Do que é feita a maçã?

Observatório Psicanalítico – 86/2019

Ensaios sobre acontecimentos sociais, culturais e políticos do Brasil e do mundo.

Do que é feita a maçã?

Daniel Delouya (SBPSP)

Amos Oz nos deixou na última sexta-feira do ano que passou. Partiu cedo, muito cedo, e não por escolha sua. A doença o venceu. A notícia, que me chegou em meio a uma viagem de férias, teve sobre mim um impacto de estranhamento, anestesiando o efeito comum do choque com que se encara a morte de pessoas que nos importam. ‘Ele era jovem’, foi o pensamento latente que logo emergiu ‘e jovens não deveriam morrer; é cruel e injusto conosco quando a morte os alcança’. 
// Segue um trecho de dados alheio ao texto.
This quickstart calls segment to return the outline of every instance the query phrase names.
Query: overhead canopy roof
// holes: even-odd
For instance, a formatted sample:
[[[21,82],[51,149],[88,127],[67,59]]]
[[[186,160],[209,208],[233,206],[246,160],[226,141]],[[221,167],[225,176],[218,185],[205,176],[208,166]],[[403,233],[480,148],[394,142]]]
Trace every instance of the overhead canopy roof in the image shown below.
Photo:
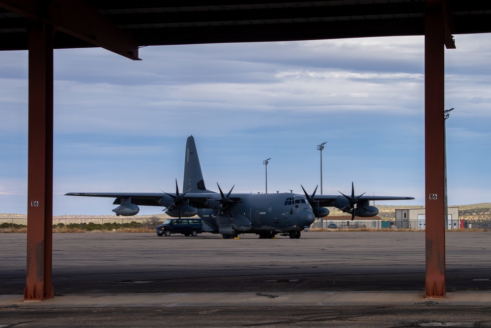
[[[60,0],[51,2],[52,7],[63,2]],[[63,5],[70,2],[64,2]],[[423,35],[426,2],[87,1],[105,19],[133,38],[140,46]],[[27,49],[26,26],[28,18],[4,9],[12,3],[15,1],[0,0],[0,50]],[[451,13],[447,20],[452,34],[491,32],[491,1],[449,0],[445,3],[447,12]],[[80,9],[76,10],[78,14]],[[42,13],[39,16],[49,19],[51,12],[40,11]],[[91,19],[89,16],[86,19]],[[55,26],[57,24],[54,22]],[[58,31],[55,35],[54,46],[97,46]]]

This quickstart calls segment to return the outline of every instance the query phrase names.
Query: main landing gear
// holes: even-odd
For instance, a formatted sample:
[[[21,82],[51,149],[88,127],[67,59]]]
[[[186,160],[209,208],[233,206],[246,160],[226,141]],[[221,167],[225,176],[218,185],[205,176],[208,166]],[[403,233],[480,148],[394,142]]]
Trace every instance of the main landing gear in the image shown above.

Assim eu o conheci, assim eu o assisti, assim eu o acompanhei durante 45 anos, mas não continuamente. Lembro-me da primeira vez, e não me recordo se houve uma segunda ou terceira. Talvez houvessem, mas isso não importa.  Foi em 1974-5, eu frequentava o segundo colegial (na época ele era professor do ensino médio) e fui ouvi-lo no centro comunitário por ocasião de sua filiação ao movimento de Paz, agora fundado por um grupo de comandantes de reserva do exército israelense. Ouvi ele, assim, sentado (no chão) a três metros de distância dele, em um espaço abarrotado de gente. Homem bonito, olhar intensamente acesso, palavras precisas, que parecem emergir de uma fonte inesgotável, mas sem nenhuma tolerância ao desperdício. A força, o frescor, a ousadia, sobretudo ela, nunca abandonaram Amos Oz até o seu último dia. Essa era a sua juventude. 
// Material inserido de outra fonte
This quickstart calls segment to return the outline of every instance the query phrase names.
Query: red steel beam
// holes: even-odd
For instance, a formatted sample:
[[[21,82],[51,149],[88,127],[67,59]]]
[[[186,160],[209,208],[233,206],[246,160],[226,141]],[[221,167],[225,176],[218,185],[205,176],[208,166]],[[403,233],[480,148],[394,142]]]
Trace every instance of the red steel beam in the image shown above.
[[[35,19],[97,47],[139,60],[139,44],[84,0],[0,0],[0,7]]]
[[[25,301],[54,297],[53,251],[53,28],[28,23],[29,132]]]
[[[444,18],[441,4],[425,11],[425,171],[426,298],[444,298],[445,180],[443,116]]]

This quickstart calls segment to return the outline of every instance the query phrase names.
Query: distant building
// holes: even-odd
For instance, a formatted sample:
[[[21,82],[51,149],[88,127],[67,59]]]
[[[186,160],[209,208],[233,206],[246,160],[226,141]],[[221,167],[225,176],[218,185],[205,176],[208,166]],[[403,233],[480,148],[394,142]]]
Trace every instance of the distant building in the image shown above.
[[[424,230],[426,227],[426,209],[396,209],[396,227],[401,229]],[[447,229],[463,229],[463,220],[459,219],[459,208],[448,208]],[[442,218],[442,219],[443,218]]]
Oz, que em hebraico significa força, ousadia, ímpeto, coragem, foi o sobrenome que ele escolheu adotar aos 15 anos de idade, três anos após o suicídio de sua jovem e amada mãe, quando resolve abandonar a casa e a cidade e se mudar para o Kibutz Hulda. Substituiu um sobrenome extremamente respeitado, Klausner, do pai e do tio – intelectuais, assim como sua própria mãe, imersos e destacados nos ofícios da língua e do pensamento contemporâneo. Ele ansiava sair do mundo denso e carregado da cidade velha Jerusalém onde nasceu para o ambiente arejado do kibutz, para sorver em seu corpo o sol ardente e deixar os seus músculos se valer da doçura que se segue à dor do trabalho da terra. Entretanto, nessa mudança radical de vida para essa comuna, na qual permanece 32 anos, ele encontra um terreno novo para a comunicação e justamente de seu mundo da infância, de Jerusalém e de Israel em seus inícios. Amos Oz transformou o caráter irado do profeta Amos, de quem herdou o nome, para um modo louvável de comunicação. 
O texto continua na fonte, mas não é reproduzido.